Sounds like it could possibly be a stifle issue. Slipping in canter (unless the footing is not so good) is usually a sign of problems in the upper leg. Most of these issues particularly in young/green/out of work horses will be alleviated when muscles in the hind quarters are significantly developed. 
I had a little ottb 3 year old mare that had stifle problems and often slipped in canter, after a few months of work with her I have since sold her and she has not had a problem since. 
Basically it was a matter of lots of hill work (walk and trot only - canter is just about useless as far as muscle building up hills is concerned!) and strengthening exercises under saddle. Lots of leg yielding, turns on the forehand and shoulder in to try and promote muscle development in her hindquarters. 
Lunging is probably not great at this stage, as you can cause more problems working them on a small circle continuously if they have leg/joint damage already. If you do need to lunge, do it in an arena and walk up and down the arena so that there are lots of straight lines in the lunge 'circle'. 
Weight is another thing to consider, if your horse is a little 'light on' in the weight department, the ligaments in her stifles are not overly well supported so more likely to 'slip out' of the patella. If this is what is happening with your mare, make sure she's a good healthy weight, nice and round with good covering over her ribs. My mare wasn't a big eater and was very light on as she'd just come down off the track, so I ended up having to give her Vitamin B12 injections to stimulate her appetite.


----------



## AlexS (Aug 9, 2010)

Aside from a health issue as Kayty stated, working in circles is hard on an unbalanced horse. An OTTB has been trained to go really fast in a straight line, with a gradual turn. I would imagine that your horse is unbalanced and you would probably be better off doing much larger circles or riding til he builds balance.


----------



## Silver Tax (Feb 12, 2011)

I hadn't thought of the B vitamin side for weight gain. I have him on a foal supplement right now at twice the label recommendation. But he may need more B's than what he is getting. Thanks Kayty 

He has moved up from a 2 to a 4 on the condition scale. As cold as it's been I'm just glad he could put on weight! He is blanketed 24/7. 
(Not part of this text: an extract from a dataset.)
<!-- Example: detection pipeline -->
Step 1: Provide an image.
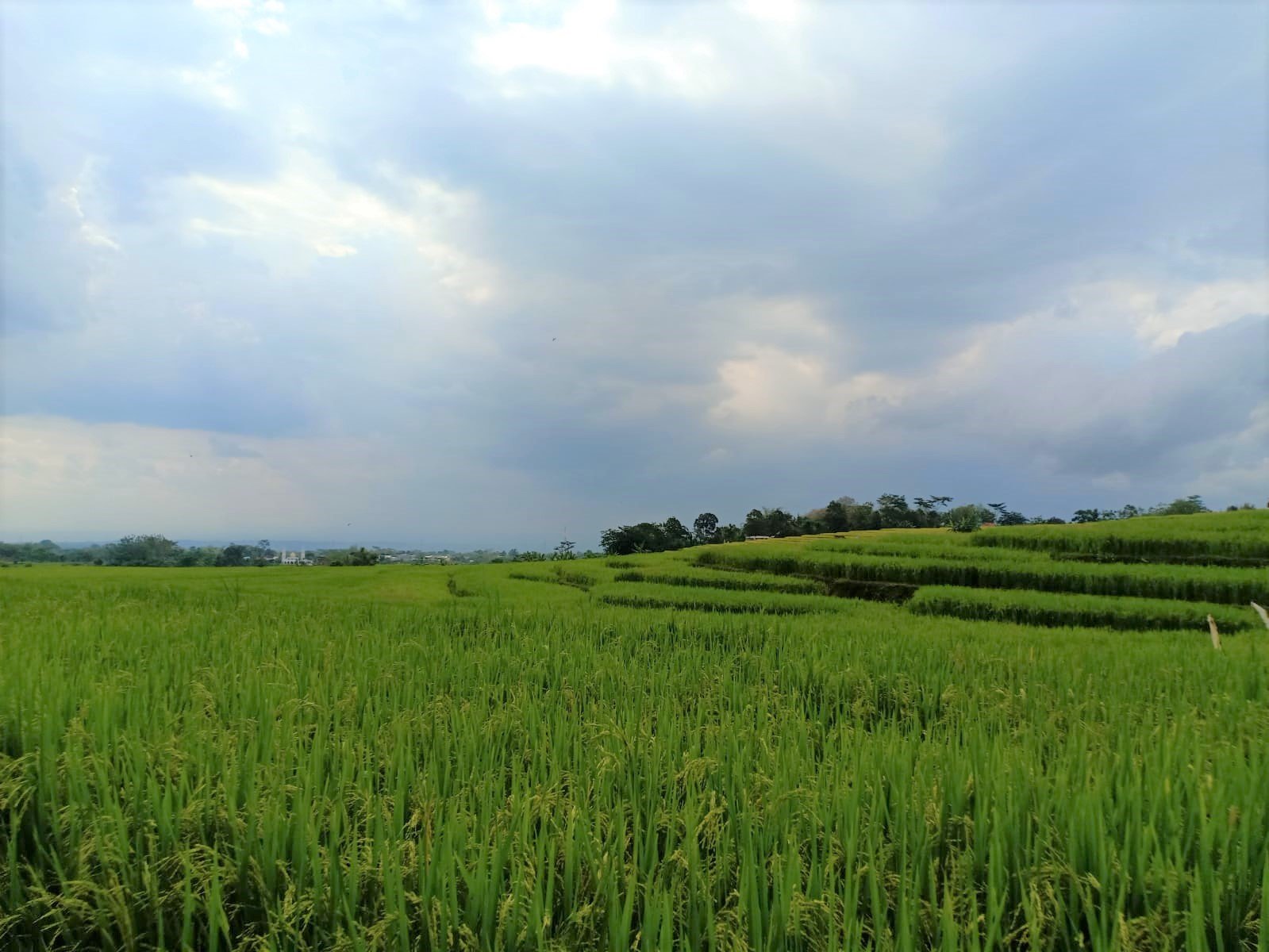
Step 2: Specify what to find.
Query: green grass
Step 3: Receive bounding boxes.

It sounds like I just need to pull back my training plan and concentrate on more ground work. I may have been over working him a little too. Going slower to go faster is sure hard to do! *Thanks everyone! *


----------



## Cherie (Dec 16, 2010)

Is this horse dropping an inside shoulder and cocking his head to the outside of the circle? If so, that is your problem. A horse doing this not only has its hind feet slip, but can fall flat out on their side very easily. They just 'pancake' when they do this to an extreme.

Gradually adding side reins with an elastic link in them helps a lot. Be sure that if you do this, you do it gradually and you should adjust the inside rein so that it is 2 inches shorter than the outside rein. Then, reverse the adjustments when you reverse directions.


----------



## Silver Tax (Feb 12, 2011)

Cherie,
That is exactly what he does! Looks outside while going around. 

He actually is having a lot of problems trusting people. I just thought the looking away thing was one more example of that! I have had him 8 weeks and just today he dropped his head for me for the first time! I feel like a new mom who's baby just learned to turn over!

I was planning on adding a surcingle eventually to build his top line up. I've just been starting out like he is a yearling/2 yrs old who is just starting out. Take lots of time at the baby steps before really starting to ride. The slipping thing had me really worried. As soon as he graduates from backing, lateral, stopping, starting, etc. I'll add the side reins and see what happens.
Thanks!


----------